Where Big Data Meets Cowboy Boots
A powerful, free web app developed by UM is revolutionizing how rangelands are managed
By Brianna Randall
To get deeper into the weeds — as well as the vital grasses and shrubs they replace — Brady Allred realized he needed to zoom out. All the way to space.
“To move the needle on rangeland conservation, I wanted to better understand what was happening on these landscapes — not just on one plot in the backyard, but across the whole continent,” says Allred, a rangeland ecologist and professor in the University’s W.A. Franke College of Forestry and Conservation.
Rangelands are places where wildlife or livestock graze on grasses and shrubs. Think rolling waves of grass and the vast sagebrush sea. These lands cover one-third of the United States, producing food, fiber and important ecosystem services. Unfortunately, they also are some of the most imperiled ecosystems on Earth.
“Our goal is to conserve large, intact rangelands,” says Allred, gesturing at colorful maps splayed across his laptop in UM’s Interdisciplinary Science Building. “This is where our beef comes from, where carbon is stored, where wildlife lives. But to be successful, we first need to know what kind of vegetation grows where, how much and how it’s shifting.”

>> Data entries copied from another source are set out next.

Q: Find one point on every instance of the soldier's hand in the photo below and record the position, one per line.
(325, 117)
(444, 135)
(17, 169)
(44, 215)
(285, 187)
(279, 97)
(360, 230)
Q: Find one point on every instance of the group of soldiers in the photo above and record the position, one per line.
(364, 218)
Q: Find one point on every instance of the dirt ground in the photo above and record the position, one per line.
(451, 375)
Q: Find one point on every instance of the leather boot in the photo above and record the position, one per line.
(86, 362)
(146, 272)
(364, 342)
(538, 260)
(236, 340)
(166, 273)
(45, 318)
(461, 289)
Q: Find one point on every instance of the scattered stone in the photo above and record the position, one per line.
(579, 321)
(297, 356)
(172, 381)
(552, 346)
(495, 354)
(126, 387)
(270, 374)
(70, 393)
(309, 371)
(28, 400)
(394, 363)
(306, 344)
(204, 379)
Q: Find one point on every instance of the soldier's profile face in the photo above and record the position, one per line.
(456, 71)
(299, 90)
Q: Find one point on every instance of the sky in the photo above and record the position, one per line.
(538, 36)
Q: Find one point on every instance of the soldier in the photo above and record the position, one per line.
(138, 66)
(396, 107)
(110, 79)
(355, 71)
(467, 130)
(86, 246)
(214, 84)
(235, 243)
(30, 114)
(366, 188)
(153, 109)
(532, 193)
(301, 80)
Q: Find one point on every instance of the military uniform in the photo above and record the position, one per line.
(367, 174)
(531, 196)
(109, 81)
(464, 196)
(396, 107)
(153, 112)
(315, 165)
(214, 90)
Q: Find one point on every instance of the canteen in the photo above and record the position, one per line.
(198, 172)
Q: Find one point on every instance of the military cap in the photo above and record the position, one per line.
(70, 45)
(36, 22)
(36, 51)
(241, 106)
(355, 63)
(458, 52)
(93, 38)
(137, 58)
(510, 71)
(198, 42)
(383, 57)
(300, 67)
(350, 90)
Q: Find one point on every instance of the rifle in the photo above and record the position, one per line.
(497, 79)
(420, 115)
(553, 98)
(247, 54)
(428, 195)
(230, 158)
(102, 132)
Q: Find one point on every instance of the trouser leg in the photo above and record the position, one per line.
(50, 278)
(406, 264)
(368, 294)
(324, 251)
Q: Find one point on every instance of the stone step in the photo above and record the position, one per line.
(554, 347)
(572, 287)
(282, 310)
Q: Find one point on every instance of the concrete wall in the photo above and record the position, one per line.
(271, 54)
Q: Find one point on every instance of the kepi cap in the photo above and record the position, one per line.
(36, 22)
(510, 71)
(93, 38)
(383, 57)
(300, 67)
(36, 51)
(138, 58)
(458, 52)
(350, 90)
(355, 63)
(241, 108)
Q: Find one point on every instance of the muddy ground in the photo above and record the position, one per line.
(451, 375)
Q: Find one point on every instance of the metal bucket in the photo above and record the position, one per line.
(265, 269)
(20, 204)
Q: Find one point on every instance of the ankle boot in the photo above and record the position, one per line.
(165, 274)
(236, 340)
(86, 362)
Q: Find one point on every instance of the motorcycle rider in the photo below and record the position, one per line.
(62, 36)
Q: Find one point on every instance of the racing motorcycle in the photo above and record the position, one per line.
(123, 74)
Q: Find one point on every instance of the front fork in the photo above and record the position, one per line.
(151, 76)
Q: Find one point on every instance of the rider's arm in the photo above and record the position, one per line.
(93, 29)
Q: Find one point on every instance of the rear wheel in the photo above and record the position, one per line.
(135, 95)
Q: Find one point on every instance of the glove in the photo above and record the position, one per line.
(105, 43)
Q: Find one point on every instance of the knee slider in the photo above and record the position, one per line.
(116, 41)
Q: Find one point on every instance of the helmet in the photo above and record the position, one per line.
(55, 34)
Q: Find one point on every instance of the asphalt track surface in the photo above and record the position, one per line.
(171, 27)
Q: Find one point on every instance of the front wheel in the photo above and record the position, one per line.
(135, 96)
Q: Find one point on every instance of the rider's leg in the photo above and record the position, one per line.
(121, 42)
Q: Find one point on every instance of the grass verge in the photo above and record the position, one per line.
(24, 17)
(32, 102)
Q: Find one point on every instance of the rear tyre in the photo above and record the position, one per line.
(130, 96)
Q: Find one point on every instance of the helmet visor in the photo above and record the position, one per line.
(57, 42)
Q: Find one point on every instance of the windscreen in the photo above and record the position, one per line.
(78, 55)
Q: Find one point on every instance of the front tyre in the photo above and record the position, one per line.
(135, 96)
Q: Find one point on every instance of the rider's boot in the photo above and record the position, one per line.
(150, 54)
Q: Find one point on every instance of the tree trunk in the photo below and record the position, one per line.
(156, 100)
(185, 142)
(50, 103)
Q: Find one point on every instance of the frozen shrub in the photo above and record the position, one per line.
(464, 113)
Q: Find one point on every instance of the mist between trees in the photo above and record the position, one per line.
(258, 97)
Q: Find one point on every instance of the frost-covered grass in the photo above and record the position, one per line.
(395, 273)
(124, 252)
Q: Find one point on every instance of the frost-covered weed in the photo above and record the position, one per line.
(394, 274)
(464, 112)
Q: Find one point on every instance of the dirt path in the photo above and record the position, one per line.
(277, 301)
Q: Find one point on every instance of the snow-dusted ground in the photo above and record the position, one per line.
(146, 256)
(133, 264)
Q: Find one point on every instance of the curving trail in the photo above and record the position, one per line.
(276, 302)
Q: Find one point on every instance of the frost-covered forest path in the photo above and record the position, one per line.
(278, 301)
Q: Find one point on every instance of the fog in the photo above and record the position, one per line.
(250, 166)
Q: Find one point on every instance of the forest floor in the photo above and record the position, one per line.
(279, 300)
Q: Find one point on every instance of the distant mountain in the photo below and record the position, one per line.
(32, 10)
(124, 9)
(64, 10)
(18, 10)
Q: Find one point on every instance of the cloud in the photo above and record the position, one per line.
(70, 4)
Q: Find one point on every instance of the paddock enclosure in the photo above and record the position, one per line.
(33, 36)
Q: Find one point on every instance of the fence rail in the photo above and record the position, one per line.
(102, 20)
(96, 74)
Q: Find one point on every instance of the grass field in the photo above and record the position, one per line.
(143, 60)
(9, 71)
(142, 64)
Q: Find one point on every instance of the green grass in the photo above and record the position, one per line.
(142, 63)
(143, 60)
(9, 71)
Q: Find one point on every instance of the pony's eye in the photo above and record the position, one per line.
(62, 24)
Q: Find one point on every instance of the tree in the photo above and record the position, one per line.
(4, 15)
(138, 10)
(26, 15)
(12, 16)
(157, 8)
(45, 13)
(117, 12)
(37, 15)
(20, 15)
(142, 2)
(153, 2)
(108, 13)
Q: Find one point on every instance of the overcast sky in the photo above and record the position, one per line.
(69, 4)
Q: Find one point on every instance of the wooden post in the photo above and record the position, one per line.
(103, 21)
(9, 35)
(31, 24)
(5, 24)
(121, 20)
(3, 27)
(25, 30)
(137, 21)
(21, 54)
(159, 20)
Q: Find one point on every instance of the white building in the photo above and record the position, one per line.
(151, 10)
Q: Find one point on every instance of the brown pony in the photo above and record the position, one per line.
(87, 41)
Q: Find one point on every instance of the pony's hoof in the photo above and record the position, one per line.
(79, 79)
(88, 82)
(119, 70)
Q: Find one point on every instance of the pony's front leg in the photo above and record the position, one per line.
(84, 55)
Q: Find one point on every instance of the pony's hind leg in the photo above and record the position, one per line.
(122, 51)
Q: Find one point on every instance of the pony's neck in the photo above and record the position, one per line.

Allred teamed up with fellow UM researchers David Naugle, a wildlife biologist, and Matthew Jones, a remote sensing specialist, to create a revolutionary web app called the Rangeland Analysis Platform, which tracks vegetation and its production over time and space. Known as RAP, it pairs data from satellite imagery with thousands of on-the-ground field plots to show how plant communities have changed across the western half of the U.S.
Plants — especially native perennial grasses — provide the foundation for productive and profitable rangelands. But there hasn’t been an accurate and easy way to see how much grass is growing across large landscapes. Instead, landowners and resource managers had to leaf through 50-year-old resource surveys or laboriously cut, dry and weigh the plant material growing on a square meter of ground to get an estimate for a parcel of land. As for satellite imagery datasets or models that analyzed vegetation at broad scales, the information would normally come as enormous, unwieldy, often intractable files — ones that require special training to process.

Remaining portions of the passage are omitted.